Nabilah menelan ludahnya. “Bagaimana dengan faktor kedua?” tanya Nabilah kepada Pevita.

“Faktor kedua lebih membahayakan lagi,” wajah Pevita semakin serius. “Pembagian tugas yang diberikan ayahku mengharuskan tim kita terbagi dua kan. Waktu itu, yang ditugaskan untuk mencari jasad Ezhar Al adalah Raline dan Carlos. Dan tempat pencarian mereka berada di luar dari wilayah perlindungan dari liontin – atau bisa dikatakan kalau perjalanan mereka adalah menuju ke wilayah dark of feliz,” terang Pevita.

“Wah perjalanan mereka berdua sangat berbahaya,” gumam Nabilah. “Terus, apa yang kau maksud dengan faktor yang membahayakan tadi?”

Pevita menghela nafas panjang-panjang. “Karena Raline dan Carlos harus pergi keluar dari wilayah kerajaan, Maka mereka perlu untuk membuka ‘perisai’ pertahanan kerajaan. Kalau tidak dibuka, perisai itu akan menghalangi langkah mereka menuju ke luar wilayah kerajaan. Untuk itu, aku menitipkan benda berharga yaitu liontin feliz de que lo yang merupakan ‘kunci’ untuk membuka perisai kerajaan ini.

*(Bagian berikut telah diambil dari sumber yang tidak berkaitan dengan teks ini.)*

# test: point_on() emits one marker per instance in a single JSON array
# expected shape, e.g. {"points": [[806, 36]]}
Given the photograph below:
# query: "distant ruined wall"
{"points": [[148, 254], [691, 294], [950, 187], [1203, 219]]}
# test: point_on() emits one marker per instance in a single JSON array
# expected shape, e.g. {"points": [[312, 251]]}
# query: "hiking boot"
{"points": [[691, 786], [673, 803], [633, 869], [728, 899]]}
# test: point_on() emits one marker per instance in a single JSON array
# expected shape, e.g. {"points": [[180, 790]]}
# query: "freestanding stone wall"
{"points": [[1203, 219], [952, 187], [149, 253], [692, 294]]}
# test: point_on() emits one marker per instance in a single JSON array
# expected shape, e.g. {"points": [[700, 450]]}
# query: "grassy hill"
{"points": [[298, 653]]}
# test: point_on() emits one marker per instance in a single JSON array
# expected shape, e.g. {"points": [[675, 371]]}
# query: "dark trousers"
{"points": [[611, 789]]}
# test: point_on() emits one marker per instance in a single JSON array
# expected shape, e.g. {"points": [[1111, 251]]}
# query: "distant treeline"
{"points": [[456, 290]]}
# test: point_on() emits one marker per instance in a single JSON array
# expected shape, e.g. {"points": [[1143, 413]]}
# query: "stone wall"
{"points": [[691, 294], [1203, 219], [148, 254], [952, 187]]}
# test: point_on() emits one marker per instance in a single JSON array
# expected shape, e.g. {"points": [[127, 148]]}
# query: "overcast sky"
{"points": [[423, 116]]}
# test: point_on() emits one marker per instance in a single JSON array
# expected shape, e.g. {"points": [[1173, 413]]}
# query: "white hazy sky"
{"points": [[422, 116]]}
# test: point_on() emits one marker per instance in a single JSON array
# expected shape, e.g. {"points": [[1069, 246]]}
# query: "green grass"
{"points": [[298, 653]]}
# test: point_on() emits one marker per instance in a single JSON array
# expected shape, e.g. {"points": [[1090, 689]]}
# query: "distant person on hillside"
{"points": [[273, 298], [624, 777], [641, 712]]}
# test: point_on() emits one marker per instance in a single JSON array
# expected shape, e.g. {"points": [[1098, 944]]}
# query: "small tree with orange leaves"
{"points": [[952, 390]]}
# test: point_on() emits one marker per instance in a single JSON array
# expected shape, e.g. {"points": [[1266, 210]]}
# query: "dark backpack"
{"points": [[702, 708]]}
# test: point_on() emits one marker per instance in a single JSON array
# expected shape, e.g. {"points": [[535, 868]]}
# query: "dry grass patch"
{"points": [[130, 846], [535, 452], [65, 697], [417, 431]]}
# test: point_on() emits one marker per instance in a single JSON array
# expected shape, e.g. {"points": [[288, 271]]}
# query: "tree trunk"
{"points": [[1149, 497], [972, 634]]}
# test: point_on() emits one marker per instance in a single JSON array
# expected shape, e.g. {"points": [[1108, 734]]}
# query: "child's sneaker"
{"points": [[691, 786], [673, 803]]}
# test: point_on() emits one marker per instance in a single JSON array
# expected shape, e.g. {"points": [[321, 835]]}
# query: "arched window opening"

“Yang ku maksud ‘faktor membahayakan’ tadi adalah – Aku mempercayakan liontin itu di tangan mereka. Dan mereka melakukan perjalanan di wilayah musuh. Kemungkinan besar musuh akan merebut liontin itu dari mereka. Tapi mau bagaimana lagi, kalau aku tidak memberikan liontin itu, maka Raline dan Carlos tak akan bisa menjalankan misi pencarian jasad Ezhar Al. Maka dari itu, aku terpaksa bertaruh – kalau keselamatan liontin ada di tangan mereka berdua.


“Kalau musuh berhasil merebut liontin itu, maka kita semua harus bersiap untuk kemungkinan terburuk. Angkat senjata dan bertarung!!”